Je ne sais toujours pas s’il s’agit d’une formidable lacheté, d’un trait de caractère marquant une résistance à tout cliché qui se formerait en moi-même, et qui serait soudain insupportable, un manque de générosité, d’humanité… toujours cet embarras du choix face au faisceau des raisons plus ou moins plausibles.
Embarras qui m’entraine vers la désertion systématique au plus fort des batailles intérieures.
Alors la sanction tombe presque aussi systématiquement, dérision de soi, catatonie, mépris de tout ce que je suis, possède, imagine, crée. On ne peut pas vraiment être ainsi dans le meilleur état, propice à se dire artiste, voire peintre ou quoique ce soit dans ces moments là; le ridicule, Dieu merci, nous en préserve.
La peur du ridicule, d’un ridicule vis à vis de soi surtout car je n’ai aucune crainte de l’être devant qui que ce soit paradoxalement. J’imagine que cette peur du ridicule est très proche de l’idée de ma propre disparition finalement, surtout quand c’est par la sensation physique qu’elles s’approchent , sans crier gare ; bien plus qu’en pensée, avec logique ou raison, philosophie.
J’associe ces notes à la lecture du livre de Cocteau, « Démarche d’un poète » dont j’ai avalé une bonne moitié hier soir.
Je ne sais ce qui m’hypnotise tant dans cette histoire et dont je sors à chaque fois comme meurtri. Est-ce que j’ai besoin de me meurtrir ainsi à tout bout de champ, peut-être. Certains hommes ne peuvent rien faire avec la joie, avec le simple plaisir d’être, il se mettent des bâtons dans les roues à loisir, ils sont d’une complexité tellement complexe qu’au bout du compte ils en deviennent simples d’esprit, idiots.
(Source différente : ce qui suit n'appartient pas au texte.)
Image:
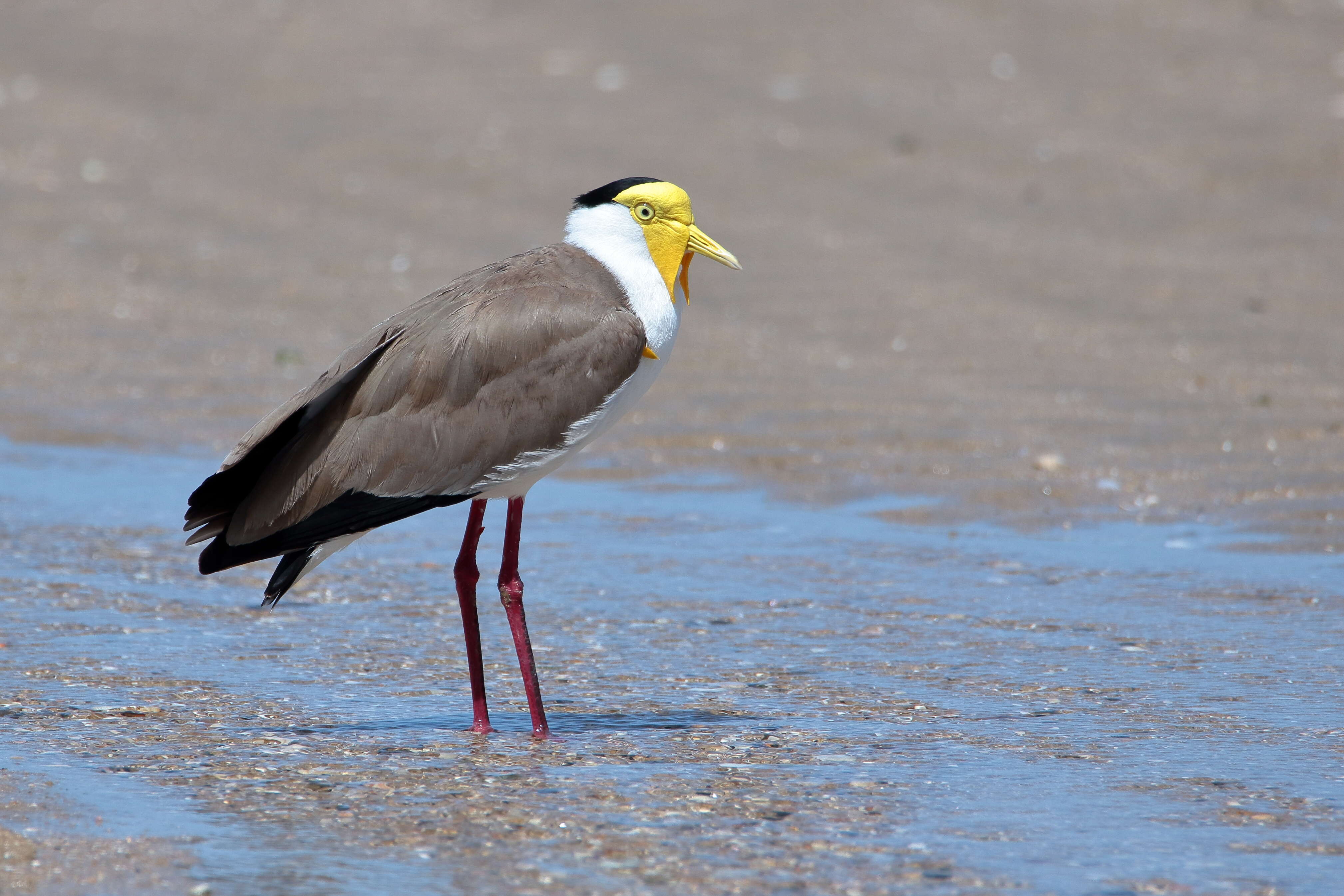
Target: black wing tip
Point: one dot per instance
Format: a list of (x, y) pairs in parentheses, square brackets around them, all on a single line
[(285, 575), (607, 192)]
L’art un peu trop souvent, est pour moi proche de l’idée de délit, de l’insulte et c’est bien dommage, dans le fond c’est là le résultat d’une éducation petite bourgeoise, on voudrait faire mieux que le père, remplacer le père, le tuer au besoin. C’est toute l’histoire de l’art dit moderne du XX ème siècle et qui n’est pas encore digérée par certains dont je fais partie je crois. Ces admirations sont louches tant elles font ressurgir l’idée d’un confort, d’une volonté grégaire, d’un fantasme plus ou moins avéré de sécurité.